If the ongoing war of words between old foes Israel and Iran over the latter’s nuclear programme turns into a war of weapons, it would inflame not just the Middle East but crude oil prices as well. How high might they go? Anything between $175 and $290 per barrel, warns The Rapidan Group, a US-based consultancy that has just released a study of such a war scenario, predicated on a surprise attack by Israel on Iran sometime in March 2012.

The latest flashpoint is a report by the International Atomic Energy Agency which casts grave doubt on Iran’s denials that it is developing nuclear weapons. A fearful Israel, say analysts, might be tempted to carry out a repeat of its 1981 attack on an Iraqi nuclear facility (on Iran this time), sparking off a wider war and disrupting oil supplies from the Gulf. “A large oil price spike resulting from a [war] threat or an actual disruption in crude flow would be particularly challenging for India, which imports about 75 per cent of its oil, 70 per cent of which comes from the Middle East,” says Robert McNally, president of The Rapidan Group. Iran exports about half its overall output of 4 million barrels per day, 1 million barrels to China, India and South Korea alone. While Western countries have huge oil reserves to tide over supply disruptions, India’s stocks can barely last a week, making the country especially vulnerable (China has enough for a month). “Shortages would be economically and socially destabilising [for India],” warns McNally.

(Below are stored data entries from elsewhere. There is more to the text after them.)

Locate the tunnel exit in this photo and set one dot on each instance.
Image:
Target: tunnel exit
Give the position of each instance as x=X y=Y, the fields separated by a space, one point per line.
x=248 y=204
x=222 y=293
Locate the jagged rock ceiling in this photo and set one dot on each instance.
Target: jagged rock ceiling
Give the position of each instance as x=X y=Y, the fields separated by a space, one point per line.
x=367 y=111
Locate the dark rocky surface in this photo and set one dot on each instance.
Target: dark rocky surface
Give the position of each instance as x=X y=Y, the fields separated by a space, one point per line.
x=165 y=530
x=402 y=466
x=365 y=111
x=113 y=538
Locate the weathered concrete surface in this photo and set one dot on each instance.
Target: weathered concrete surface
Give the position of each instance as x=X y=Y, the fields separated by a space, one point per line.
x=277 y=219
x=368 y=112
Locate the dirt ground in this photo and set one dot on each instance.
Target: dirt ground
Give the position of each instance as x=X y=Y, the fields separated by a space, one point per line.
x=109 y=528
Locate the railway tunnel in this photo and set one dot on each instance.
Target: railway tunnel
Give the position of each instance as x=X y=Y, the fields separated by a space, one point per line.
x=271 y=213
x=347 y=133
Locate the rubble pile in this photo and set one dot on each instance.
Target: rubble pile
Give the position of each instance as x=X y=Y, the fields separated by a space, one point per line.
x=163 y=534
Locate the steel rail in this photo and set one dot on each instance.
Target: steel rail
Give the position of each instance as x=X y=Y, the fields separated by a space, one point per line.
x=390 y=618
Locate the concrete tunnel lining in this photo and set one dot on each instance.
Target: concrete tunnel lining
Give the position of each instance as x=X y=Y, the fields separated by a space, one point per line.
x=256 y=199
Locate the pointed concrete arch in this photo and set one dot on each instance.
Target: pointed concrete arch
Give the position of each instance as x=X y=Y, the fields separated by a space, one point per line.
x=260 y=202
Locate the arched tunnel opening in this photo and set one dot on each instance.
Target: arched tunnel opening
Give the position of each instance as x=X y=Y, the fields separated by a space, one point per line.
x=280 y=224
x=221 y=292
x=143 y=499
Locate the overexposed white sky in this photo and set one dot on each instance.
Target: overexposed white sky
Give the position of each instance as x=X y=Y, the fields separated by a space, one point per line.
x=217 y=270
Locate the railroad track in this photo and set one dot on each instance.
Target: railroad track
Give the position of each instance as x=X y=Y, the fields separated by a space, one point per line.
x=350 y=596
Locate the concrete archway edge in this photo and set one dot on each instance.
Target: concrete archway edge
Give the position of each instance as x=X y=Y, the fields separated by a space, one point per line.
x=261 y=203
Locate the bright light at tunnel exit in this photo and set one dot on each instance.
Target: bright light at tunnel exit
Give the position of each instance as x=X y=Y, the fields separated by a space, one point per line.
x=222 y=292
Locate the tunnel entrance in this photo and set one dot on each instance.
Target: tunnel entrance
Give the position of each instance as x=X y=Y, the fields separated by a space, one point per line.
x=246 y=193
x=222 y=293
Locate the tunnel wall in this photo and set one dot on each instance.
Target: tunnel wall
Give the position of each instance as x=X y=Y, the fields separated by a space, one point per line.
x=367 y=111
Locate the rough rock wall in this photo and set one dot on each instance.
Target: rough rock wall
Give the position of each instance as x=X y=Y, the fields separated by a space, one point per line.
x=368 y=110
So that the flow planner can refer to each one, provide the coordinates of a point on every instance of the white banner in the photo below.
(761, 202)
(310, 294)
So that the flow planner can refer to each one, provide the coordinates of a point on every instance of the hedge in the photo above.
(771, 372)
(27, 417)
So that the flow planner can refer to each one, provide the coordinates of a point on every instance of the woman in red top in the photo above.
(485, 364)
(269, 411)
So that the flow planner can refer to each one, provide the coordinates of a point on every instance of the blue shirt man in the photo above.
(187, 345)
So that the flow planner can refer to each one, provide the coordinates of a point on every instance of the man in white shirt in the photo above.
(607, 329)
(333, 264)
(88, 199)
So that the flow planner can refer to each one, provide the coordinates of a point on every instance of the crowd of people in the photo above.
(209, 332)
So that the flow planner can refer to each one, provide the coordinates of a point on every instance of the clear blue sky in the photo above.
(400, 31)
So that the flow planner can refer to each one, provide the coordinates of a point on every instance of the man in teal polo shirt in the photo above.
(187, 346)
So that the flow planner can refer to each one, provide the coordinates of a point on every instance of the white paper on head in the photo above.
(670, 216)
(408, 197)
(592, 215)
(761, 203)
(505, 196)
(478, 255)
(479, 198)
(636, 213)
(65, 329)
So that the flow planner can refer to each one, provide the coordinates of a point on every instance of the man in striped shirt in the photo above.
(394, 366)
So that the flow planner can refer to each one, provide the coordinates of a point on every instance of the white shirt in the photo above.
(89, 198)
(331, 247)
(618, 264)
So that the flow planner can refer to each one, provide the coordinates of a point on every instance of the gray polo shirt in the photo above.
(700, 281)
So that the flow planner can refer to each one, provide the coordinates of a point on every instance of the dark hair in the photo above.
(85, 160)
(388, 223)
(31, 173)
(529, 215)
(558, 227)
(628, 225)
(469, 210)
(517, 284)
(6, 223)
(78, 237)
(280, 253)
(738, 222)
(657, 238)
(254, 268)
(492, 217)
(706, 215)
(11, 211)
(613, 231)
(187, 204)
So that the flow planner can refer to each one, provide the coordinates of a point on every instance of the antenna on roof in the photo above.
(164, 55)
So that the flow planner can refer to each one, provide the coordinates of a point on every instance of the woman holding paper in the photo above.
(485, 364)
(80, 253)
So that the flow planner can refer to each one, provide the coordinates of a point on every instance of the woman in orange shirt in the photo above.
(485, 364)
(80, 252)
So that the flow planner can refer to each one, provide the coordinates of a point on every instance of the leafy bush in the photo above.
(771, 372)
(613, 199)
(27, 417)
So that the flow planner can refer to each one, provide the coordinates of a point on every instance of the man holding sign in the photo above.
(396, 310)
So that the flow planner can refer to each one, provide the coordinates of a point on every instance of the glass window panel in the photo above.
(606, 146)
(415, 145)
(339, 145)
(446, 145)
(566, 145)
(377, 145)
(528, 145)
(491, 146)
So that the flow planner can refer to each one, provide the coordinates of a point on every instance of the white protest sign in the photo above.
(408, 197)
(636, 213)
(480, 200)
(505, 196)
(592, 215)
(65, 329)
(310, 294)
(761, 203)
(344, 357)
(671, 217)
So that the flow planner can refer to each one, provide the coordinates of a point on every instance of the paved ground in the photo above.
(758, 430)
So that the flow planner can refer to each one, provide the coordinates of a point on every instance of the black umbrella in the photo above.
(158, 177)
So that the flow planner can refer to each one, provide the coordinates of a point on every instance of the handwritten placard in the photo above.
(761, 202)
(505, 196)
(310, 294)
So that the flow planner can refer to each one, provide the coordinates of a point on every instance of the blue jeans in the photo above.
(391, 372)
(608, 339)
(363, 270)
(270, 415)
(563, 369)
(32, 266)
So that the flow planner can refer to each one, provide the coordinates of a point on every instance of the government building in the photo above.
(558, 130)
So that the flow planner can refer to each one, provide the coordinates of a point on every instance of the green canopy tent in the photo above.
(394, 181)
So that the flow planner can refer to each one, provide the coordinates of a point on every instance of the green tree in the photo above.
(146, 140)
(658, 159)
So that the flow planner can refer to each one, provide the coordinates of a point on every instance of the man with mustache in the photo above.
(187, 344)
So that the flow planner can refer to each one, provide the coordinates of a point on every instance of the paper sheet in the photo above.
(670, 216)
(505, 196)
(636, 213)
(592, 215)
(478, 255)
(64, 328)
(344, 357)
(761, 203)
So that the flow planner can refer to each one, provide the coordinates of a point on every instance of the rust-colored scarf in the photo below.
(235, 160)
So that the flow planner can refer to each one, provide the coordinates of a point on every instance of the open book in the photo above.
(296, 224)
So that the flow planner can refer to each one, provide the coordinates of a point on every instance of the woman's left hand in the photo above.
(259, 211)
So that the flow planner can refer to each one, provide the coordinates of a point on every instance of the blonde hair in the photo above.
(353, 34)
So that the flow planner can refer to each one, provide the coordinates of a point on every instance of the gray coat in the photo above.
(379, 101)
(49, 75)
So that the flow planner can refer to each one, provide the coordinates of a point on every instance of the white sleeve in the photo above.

Yet, what makes Iran important for global oil markets is not its actual exports, but its geo-strategic location, which lets it control the Straits of Hormuz, known as the Gulf’s oil gateway. About 15.5 million barrels of oil passes through this narrow stretch every day, and Iranian forces could clamp it shut (which is why it is called Iran’s ‘non-nuclear deterrent’). “If Iran blockades the straits, then oil prices would obviously jump,” says Arvind Mahajan, an oil expert at KPMG. It would hurt Saudi Arabia’s ability to pump more oil, he adds, because its spare capacity (which lets it regulate oil prices) would be rendered useless if oil tankers cannot exit the Gulf.

Given the Great Recession, a doubling of prices, or even a sharp spike, would be an economic catastrophe for all oil importers. To forestall such a global crisis, say analysts, Israel’s insecurities need to be addressed in earnest. As of now, popular uprisings in the region have only turned the Jewish state lonelier still. The region’s peace dynamics need an urgent boost.